Use an External GPU on Raspberry Pi 5 for 4K Gaming

After I saw Pineboards 4K Pi 5 external GPU gaming demo at Maker Faire Hanover, I decided it was time to set up my GPU test rig and see how the Pi OS amdgpu Linux kernel patch is going.

GLmark2 running on Pi 5 with AMD RX 460 external GPU

I tested it out on a livestream over the weekend, but I thought I'd document the current state of the patch, how to apply it, and what else is left to do to get full external GPU support on the Raspberry Pi.

Hardware setup for an external PCI Express GPU

external AMD RX 460 running on Raspberry Pi 5

There are a few different routes you can go to physically plug a graphics card into a Pi 5.

My preferred setup is this JMT External Graphics Card stand that uses Oculink with an M.2 to Oculink adapter (included). To use it, you also need an Oculink cable, and those together run $80.

On top of that (or more specifically, on top of the Pi), you need a HAT that converts the PCIe FFC connection on the Pi 5 to an M.2 slot, and my choice is the Pineboards HatDrive! Bottom, though there are tons of other options. That adds on another $20 or so.

The other option is to skip the external GPU stand entirely and mount it right on top of the Pi 5. You can do that with the uPCIty Lite, which is $30, and has an open-ended x4 PCIe slot.

That takes care of the PCIe signaling—but you also need to provide adequate power.

The Pi's PCIe FFC only supports up to 5W of power output. Regardless of the HAT you choose, you'll need to provide adequate power to the slot (up to 75W), and usually also to the card you insert into it (via PCIe ATX power connectors—requirements vary by card).

For that, I'm using this LIAN LI 750W SFX PSU, which has adequate power and cabling to supply power to the PCIe riser—or the uPCIty's 4-pin 12V CPU power intput, as well as to the graphics card's supplemental PCIe power jack.

If you choose uPCIty Lite, or some other method that doesn't have a 24-pin ATX power input like the graphics card stand I'm using, you'll also need a way to force your ATX power supply to turn on, like this ATX 24-pin Power Switch—or a jumper placed across the appropriate pins on the connector.

Choosing a card and Getting PCIe Gen 3

With the PCI Express slot ready to go, you need to choose a card to go into it. After a few years of testing various cards, our little group has settled on Polaris generation AMD graphics cards.

Why? Because they're new enough to use the open source amdgpu driver in the Linux kernel, and old enough the drivers and card details are pretty well known.

We had some success with older cards using the radeon driver, but that driver is older and the hardware is a bit outdated for any practical use with a Pi.

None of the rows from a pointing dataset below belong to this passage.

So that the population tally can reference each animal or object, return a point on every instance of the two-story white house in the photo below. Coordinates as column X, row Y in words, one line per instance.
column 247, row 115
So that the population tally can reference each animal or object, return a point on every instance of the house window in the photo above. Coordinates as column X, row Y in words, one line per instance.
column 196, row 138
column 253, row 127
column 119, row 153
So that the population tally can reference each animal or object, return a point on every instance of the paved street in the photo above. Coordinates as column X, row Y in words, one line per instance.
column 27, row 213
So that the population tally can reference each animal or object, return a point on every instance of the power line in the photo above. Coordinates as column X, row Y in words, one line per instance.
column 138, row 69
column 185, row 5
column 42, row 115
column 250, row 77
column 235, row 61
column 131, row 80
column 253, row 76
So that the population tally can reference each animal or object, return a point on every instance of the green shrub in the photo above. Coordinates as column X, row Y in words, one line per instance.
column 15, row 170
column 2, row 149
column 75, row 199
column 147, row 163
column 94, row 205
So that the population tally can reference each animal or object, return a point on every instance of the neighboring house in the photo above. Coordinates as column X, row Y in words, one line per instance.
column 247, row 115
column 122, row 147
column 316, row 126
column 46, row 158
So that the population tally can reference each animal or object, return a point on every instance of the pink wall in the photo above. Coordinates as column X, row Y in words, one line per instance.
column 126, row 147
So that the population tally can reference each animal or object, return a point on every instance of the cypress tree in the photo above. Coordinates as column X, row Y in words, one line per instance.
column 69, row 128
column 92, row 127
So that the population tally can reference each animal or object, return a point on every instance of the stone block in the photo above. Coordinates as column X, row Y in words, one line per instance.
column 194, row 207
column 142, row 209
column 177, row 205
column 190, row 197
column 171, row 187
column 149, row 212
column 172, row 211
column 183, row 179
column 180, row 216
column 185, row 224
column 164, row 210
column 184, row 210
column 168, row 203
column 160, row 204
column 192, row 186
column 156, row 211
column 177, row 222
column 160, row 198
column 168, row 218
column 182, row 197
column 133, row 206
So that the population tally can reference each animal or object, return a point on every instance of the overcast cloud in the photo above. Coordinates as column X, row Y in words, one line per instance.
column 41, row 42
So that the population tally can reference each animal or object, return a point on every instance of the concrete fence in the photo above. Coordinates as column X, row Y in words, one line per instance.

Nvidia hardware is right out, since outside of community nouveau drivers, Nvidia provides little in the way of open source code for the parts of their drivers we need to fix any quirks with the card on the Pi's PCI Express bus.

GitHub user Coreforge and myself (and Pineboards now, too) all chose the RX 460 4 GB as the model to test with, because it's new enough to be useful, old enough to be cheap, and uses PCI Express Gen 3, which is perfect for the Pi 5's bus.

Speaking of, to force Gen 3 speed on the Pi 5's PCI Express bus, you need to edit /boot/firmware/config.txt and add the following line at the bottom:

dtparam=pciex1_gen=3

The Pi 5's external PCI Express bus only provides 1 lane (x1), for 8 GT/s (a boost from the 5 GT/s you get with the default PCIe Gen 2 speed).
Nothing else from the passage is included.